5. Tidak menyertakan tanggal atau menggunakan tanggal yang tidak spesifik
Hoaks cenderung tidak mencantumkan tanggal yang jelas, atau menggunakan keterangan waktu yang umum seperti "bulan ini" atau "minggu ini" tanpa menyebutkan bulan atau tahun tertentu. Dengan tidak adanya informasi waktu yang spesifik, hoaks semacam ini bisa terus beredar meskipun sudah usang atau tidak relevan.
6. Meminta data pribadi yang tidak relevan
Salah satu indikasi hoaks yang sangat berbahaya adalah permintaan data pribadi. Hoaks sering meminta informasi sensitif seperti nomor KTP, rekening bank, atau alamat pribadi dengan dalih sebagai syarat untuk pencairan bantuan. Padahal, lembaga resmi biasanya tidak meminta data sensitif melalui media sosial.
7. Informasi tidak terdapat di sumber resmi atau media terpercaya
Jika Anda mencari berita atau informasi tersebut di situs resmi pemerintah, media massa terpercaya, atau lembaga resmi yang terkait dan tidak menemukannya, kemungkinan besar itu adalah hoaks. Informasi tentang bantuan yang benar biasanya akan dipublikasikan di situs resmi instansi atau lembaga penyalur bantuan.

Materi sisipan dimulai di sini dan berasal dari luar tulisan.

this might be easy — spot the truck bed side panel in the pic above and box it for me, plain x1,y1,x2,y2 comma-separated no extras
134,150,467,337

8. Menggunakan akun palsu atau tidak terverifikasi
Banyak hoaks disebarkan oleh akun-akun media sosial yang tidak memiliki tanda verifikasi atau bahkan akun palsu yang meniru nama akun resmi. Akun-akun ini sering kali memiliki sedikit pengikut dan tidak ada riwayat aktivitas yang mencerminkan kredibilitas.